After the success of McKenna’s single 'Beautiful Faces' back in January, the up-and-coming English artist has given his fans a second glimpse into his highly anticipated new album, Zeros, with the release of 'The Key To Life On Earth'. The electric new single was shared to all major music streaming platforms on 14 April, accompanied by a thought-provoking visual directed by Will Hooper (who has previously collaborated with Slaves and APRE), and stars The End Of The F***ing World's Alex Lawther as McKenna’s doppelgänger.
McKenna explains that 'The Key To Life On Earth’ reflects on mundanity and hostility” as highlighted in the lyrical content, which deals with duality, humanity, and one’s place in the dynamic scape of human experience.
This is mirrored by visuals that show McKenna and his doppelgänger repeating same resented mundane activities, such as brushing their teeth together and sharing a baguette, which quickly result in conflict.
The concept of an inescapable doppelgänger could represent McKenna’s own feelings of imprisonment within a stagnant daily routine, which, due to the current U.K. lockdown, are more fitting and relatable than ever.
McKenna further explains that the video, filmed in the desolate suburban sprawl that was East London before lockdown, focuses on “two people, who are very similar, in conflict with each other”. This is brought to life by Lawther’s role as McKenna’s doppelgänger, which has been long awaited by fans after years of being compared to one another.
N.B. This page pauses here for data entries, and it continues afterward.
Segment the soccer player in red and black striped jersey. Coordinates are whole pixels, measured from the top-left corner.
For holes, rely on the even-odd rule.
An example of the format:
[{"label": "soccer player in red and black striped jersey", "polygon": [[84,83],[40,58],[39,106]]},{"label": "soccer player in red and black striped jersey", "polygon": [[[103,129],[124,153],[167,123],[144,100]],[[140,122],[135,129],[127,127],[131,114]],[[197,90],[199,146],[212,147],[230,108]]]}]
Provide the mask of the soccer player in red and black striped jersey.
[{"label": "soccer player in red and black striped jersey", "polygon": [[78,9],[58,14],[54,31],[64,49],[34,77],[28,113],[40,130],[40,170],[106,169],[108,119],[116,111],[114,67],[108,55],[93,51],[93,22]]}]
Lawther himself even admitted in an interview with NME that sometimes strangers “think I’m Declan McKenna.” And for that reason, there was no one more perfectly suited for the role of McKenna’s doppelgänger.
With every release, McKenna seems to sweep new ground so flawlessly that listeners may forget that this is an effort by a twenty-one-year-old on his second album.
'The Key To Life On Earth' is a modern day musical masterpiece and it is evident that McKenna has put his heart and soul into perfecting it. McKenna’s use of juxtaposition between darker and brighter tones, along with the use of distortion in his guitar riffs, creates discordance and cleverly mirrors the unsettling visuals. This gives both the single and the accompanying music video an unavoidable eerie and melancholy aura, giving us a glimpse into the key themes explored in Zeros.
From what we have already heard from Zeros, it definitely appears to explore more obscure concepts than McKenna’s acclaimed debut album What Do You Think About The Car, which since its release in 2017, has been streamed over 230 million times on Spotify alone.
I anticipate seeing what more the innovative young star has to offer the indie music scene over the next few months, after letting his mind wander to create a compelling new album which should stand out among the best of 2020.